Step 3: Create a CloudWatch Events Rule and Link to the Lambda Function for Debugger
To create a CloudWatch Events rule and link to the Lambda function for Debugger
Open the CloudWatch console at https://console.aws.amazon.com/cloudwatch/
. -
In the left navigation pane, choose Rules under the Events node.
-
Choose Create rule.
-
In the Event Source section of the Step 1: Create rule page, choose SageMaker for Service Name, and choose SageMaker Training Job State Change for Event Type. The Event Pattern Preview should look like the following example JSON strings:
{ "source": [ "aws.sagemaker" ], "detail-type": [ "SageMaker Training Job State Change" ] }
-
In the Targets section, choose Add target*, and choose the debugger-rule-stop-training-job Lambda function that you created. This step links the CloudWatch Events rule with the Lambda function.
-
Choose Configure details and go to the Step 2: Configure rule details page.
-
Specify the CloudWatch rule definition name. For example, debugger-cw-event-rule.
-
Choose Create rule to finish.
-
Go back to the Lambda function configuration page and refresh the page. Confirm that it's configured correctly in the Designer panel. The CloudWatch Events rule should be registered as a trigger for the Lambda function. The configuration design should look like the following example:
Run Example Notebooks to Test Automated Training Job Termination
You can run the following example notebooks, which are prepared for experimenting with stopping a training job using Debugger's built-in rules.
-
Amazon SageMaker Debugger - Reacting to CloudWatch Events from Rules
This example notebook runs a training job that has a vanishing gradient issue. The Debugger VanishingGradient built-in rule is used while constructing the SageMaker TensorFlow estimator. When the Debugger rule detects the issue, the training job is terminated.
-
Detect Stalled Training and Invoke Actions Using SageMaker Debugger Rule
This example notebook runs a training script with a code line that forces it to sleep for 10 minutes. The Debugger StalledTrainingRule built-in rule invokes issues and stops the training job.

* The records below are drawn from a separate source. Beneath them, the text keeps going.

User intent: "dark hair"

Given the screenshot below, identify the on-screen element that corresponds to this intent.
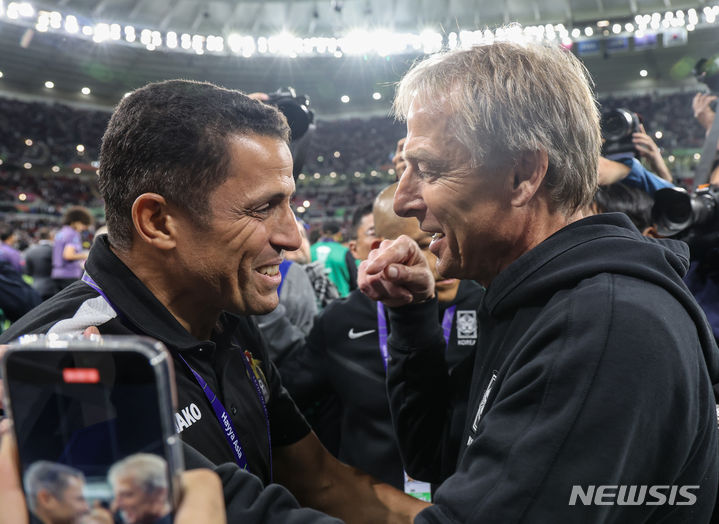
[62,206,92,226]
[349,202,372,240]
[594,182,654,231]
[98,80,289,249]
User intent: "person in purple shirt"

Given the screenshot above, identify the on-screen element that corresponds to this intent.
[51,206,93,289]
[0,226,24,273]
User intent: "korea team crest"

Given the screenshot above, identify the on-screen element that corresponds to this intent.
[457,309,477,346]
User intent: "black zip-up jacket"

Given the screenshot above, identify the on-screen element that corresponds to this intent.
[388,214,719,524]
[280,281,483,489]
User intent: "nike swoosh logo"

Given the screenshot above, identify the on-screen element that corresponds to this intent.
[347,328,375,340]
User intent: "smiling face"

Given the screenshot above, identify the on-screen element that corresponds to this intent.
[394,99,521,286]
[175,135,300,315]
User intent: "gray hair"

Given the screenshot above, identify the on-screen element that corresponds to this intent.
[394,35,601,214]
[23,460,85,511]
[107,453,168,493]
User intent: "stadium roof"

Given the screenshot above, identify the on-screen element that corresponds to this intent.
[0,0,719,115]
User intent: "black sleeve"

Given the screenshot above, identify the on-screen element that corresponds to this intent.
[387,300,456,482]
[183,444,342,524]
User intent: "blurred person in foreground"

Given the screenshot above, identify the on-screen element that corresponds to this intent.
[51,206,93,290]
[359,37,719,523]
[24,460,90,524]
[0,80,423,522]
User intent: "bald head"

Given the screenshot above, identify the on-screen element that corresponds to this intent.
[372,183,420,240]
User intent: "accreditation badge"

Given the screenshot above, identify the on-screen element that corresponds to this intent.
[404,472,432,502]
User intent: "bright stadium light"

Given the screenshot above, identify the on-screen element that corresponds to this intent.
[92,24,110,43]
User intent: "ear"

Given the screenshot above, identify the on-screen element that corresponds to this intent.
[511,151,549,207]
[132,193,178,249]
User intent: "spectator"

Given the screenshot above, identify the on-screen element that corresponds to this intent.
[358,41,719,524]
[24,461,90,524]
[51,206,92,290]
[310,220,350,297]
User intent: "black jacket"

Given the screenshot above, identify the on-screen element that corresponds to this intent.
[388,214,719,524]
[280,281,482,489]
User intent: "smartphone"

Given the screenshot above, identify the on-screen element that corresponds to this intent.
[2,335,183,524]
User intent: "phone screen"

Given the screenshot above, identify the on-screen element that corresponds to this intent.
[5,350,172,524]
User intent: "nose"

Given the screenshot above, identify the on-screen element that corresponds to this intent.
[271,203,302,251]
[393,164,424,218]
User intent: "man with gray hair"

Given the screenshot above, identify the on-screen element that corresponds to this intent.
[107,453,172,524]
[24,460,90,524]
[359,39,719,524]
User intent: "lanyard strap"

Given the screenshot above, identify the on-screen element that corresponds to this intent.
[377,302,457,372]
[82,271,272,482]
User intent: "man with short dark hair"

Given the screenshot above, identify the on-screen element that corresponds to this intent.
[0,80,421,522]
[345,202,377,291]
[359,39,719,524]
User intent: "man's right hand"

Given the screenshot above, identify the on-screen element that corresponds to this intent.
[357,235,434,307]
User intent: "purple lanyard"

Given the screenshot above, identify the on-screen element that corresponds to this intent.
[377,302,457,372]
[82,272,272,482]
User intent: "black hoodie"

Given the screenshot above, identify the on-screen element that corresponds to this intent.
[389,214,719,524]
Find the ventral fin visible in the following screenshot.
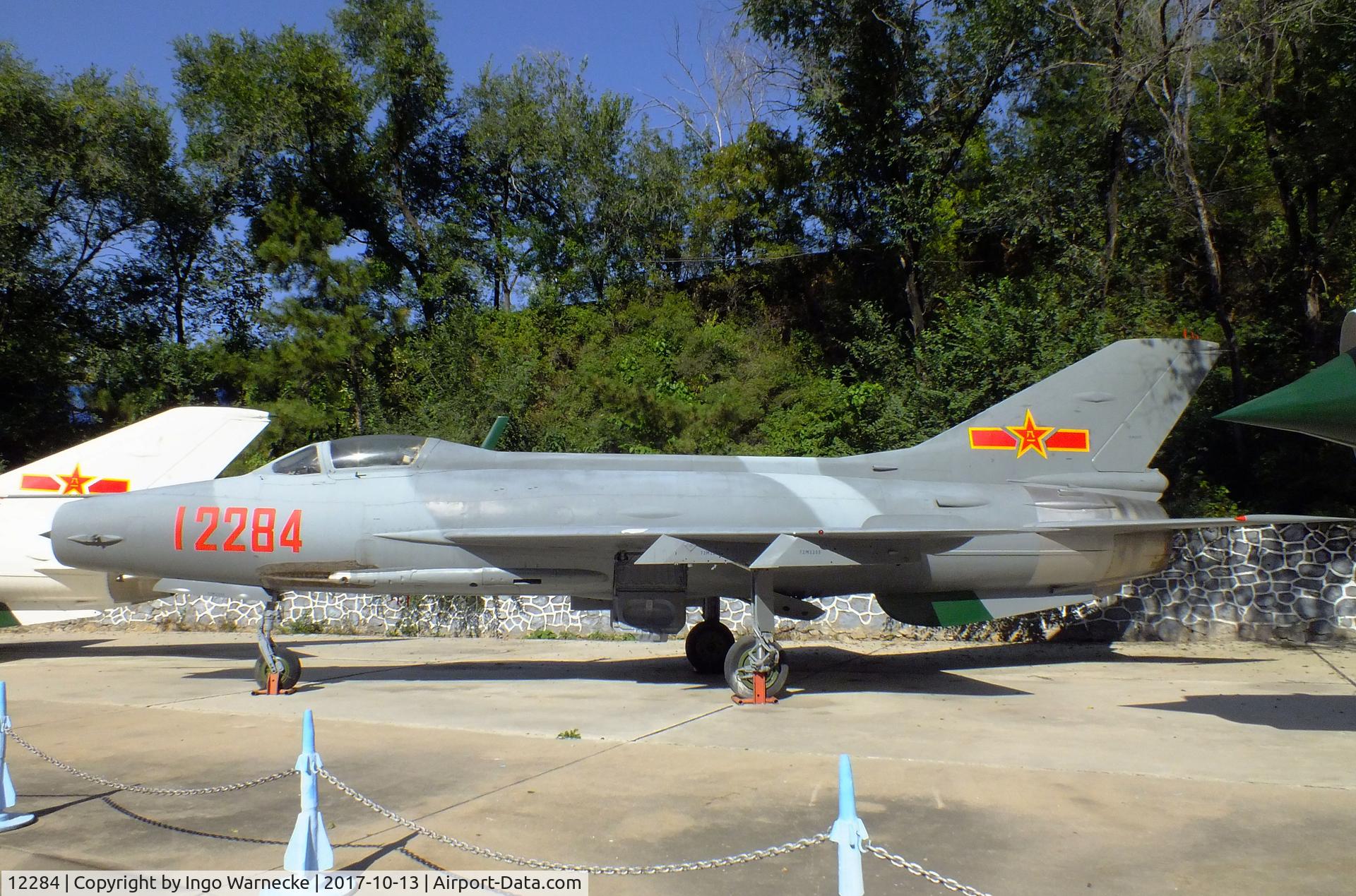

Disable the CloudWatch Events Rule to Stop Using the Automated Training Job Termination
If you want to disable the automated training job termination, you need to disable the CloudWatch Events rule. In the Lambda Designer panel, choose the EventBridge (CloudWatch Events) block linked to the Lambda function. This shows an EventBridge panel below the Designer panel (for example, see the previous screen shot). Select the check box next to EventBridge (CloudWatch Events): debugger-cw-event-rule, and then choose Disable. If you want to use the automated termination functionality later, you can enable the CloudWatch Events rule again.